All of the revolutionary movement should actively oppose the Rajapaksa genocidal regime and support the struggle for self-determination of the Tamil people, even though some may have differences with the main political forces behind it. Political differences are natural and there’s no use in concealing them, but this should not prevent us from understanding that it is up to the Tamil people to decide what sort of a future they want. Neither should political differences prevent us from understanding the graveness of the situation and the fact that this aggression represents a threat to any community in struggle, a carte blanche for genocide. This is also a reminder of the extent to which governments are willing to go to pursue an agenda of domination, spurred by the blatantly imperialist and neo-colonialist ideology permeating world politics since the “War on Terror” was declared.

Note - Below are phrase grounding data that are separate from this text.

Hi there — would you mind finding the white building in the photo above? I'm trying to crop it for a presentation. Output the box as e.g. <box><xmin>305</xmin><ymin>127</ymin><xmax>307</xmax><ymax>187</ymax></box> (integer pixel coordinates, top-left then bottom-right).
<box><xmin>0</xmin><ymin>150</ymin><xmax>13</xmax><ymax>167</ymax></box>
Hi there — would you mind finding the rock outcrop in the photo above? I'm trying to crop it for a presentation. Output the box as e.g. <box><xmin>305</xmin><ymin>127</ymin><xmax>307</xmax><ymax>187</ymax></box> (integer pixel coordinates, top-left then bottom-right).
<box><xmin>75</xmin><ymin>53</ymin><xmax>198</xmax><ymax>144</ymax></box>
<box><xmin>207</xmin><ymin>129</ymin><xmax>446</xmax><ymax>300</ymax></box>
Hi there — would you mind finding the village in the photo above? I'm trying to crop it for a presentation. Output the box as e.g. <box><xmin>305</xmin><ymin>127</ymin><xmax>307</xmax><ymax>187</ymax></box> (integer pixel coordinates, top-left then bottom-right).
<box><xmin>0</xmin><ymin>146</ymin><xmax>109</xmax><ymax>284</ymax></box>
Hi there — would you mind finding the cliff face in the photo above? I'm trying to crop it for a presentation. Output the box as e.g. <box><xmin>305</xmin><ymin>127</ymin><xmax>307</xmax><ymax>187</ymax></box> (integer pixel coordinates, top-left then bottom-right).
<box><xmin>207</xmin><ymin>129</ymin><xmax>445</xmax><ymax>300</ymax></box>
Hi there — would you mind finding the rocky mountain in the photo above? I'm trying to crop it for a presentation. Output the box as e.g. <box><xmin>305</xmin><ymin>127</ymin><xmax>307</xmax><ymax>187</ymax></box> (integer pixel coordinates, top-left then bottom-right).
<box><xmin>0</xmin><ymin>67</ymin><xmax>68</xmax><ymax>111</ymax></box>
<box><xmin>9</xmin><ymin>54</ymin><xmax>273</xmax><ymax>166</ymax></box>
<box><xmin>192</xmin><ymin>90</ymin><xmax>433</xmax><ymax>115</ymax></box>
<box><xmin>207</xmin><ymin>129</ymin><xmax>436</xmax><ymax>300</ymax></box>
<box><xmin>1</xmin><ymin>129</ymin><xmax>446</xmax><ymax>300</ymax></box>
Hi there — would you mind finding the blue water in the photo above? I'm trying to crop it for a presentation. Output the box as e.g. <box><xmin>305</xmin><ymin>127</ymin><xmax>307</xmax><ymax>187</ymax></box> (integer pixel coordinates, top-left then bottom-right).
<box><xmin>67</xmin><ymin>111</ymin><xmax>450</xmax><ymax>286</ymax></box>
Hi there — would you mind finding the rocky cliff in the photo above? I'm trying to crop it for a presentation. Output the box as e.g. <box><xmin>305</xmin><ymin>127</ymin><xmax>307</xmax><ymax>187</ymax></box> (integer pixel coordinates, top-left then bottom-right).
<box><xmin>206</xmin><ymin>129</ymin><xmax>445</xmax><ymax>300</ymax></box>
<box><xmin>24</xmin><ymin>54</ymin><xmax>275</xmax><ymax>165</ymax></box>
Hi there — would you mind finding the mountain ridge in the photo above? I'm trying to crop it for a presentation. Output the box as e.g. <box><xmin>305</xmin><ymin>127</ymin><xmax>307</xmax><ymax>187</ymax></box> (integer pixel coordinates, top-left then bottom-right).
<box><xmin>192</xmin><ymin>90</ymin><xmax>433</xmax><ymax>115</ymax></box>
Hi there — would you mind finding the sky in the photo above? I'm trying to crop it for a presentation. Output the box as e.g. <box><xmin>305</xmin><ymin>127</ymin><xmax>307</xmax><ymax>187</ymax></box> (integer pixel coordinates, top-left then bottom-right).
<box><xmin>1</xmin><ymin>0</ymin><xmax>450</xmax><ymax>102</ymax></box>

Save a statement put forward by Alternative Libertaire in France, most libertarians have remained silent in the face of this slaughter –and silence should not be an option for anyone with the most basic sense of social justice, let alone for revolutionaries. We should stand in solidarity with the Tamil people protesting for their right to exist and we should oppose any attempt by the EU, the US or any other power to turn a whole nation into terrorists.
 Ethnic group that counts for around 70% of Sri Lanka’s population.
 “The Black Man’s Burden –Africa and the Curse of the Nation State” 1992, p.158.